Yusril Ihza Mahendra (doc.istimewa)
Jakarta-(satujurnal.com)
Yusril Ihza Mahendra menilai banyak misteri dalam putusan Mahkamah Konstitusi terkait uji materi Undang-undang Nomor 42 Tahun 2008 tentang Pemilihan Umum Presiden Dan Wakil Presiden yang ia ajukan. Dalam akun twitternya, @Yusrilihza_Mdh, ia memberikan tanggapan resmi atas putusan MK hari ini. 

“Bagi saya banyak misteri dengan putusan MK ini. MK seolah ditekan oleh parpol-parpol besar agar pemilu serentak baru dilaksanakan tahun 2019,” ujarnya. 

Namun ia tak membeber lebih jauh sinyalemen ‘misteri’ yang ia lontarkan. 

MK dalam pertimbangannya menyatakan bahwa pemilu serentak baru berlaku untuk Pemilu 2019, bukan untuk Pemilu 2014. Meski pasal-pasal UU Pilpres bertentangan dengan UUD 45 dan tidak punya kekuatan hukum mengingat, namun pasal-pasal tersebut tetap sah digunakan untuk Pemilu 2014.

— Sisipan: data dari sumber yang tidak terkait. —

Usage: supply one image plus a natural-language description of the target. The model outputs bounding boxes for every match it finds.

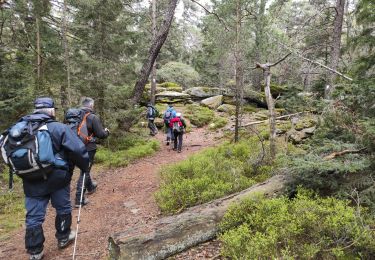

MK juga mengatakan bahwa dengan putusan ini, maka perlu perubahan UU Pileg maupun Pilpres untuk dilaksanakan tahun 2019. 

“Itu disebabkan Efendi Ghazali dan kawan-kawan tidak memberikan jalan keluar setelah pasal-pasal UU Pilpres yg diuji dinyatakan bertentangan dengan UUD 45. Dengan demikian, setelah dinyatakan bertentangan dan tidak punya kekuatan hukum mengikat, akan terjadi kevakuman hukum,” cetus mantan Menteri Hukum dan HAM tersebut.

Yusril yang pernah menyandang jabatan Sekretaris Negara pada Kabinet Indonesia Bersatu itu menyebut, tak perlu perubahaan UU untuk menggelar pemilu serentak. 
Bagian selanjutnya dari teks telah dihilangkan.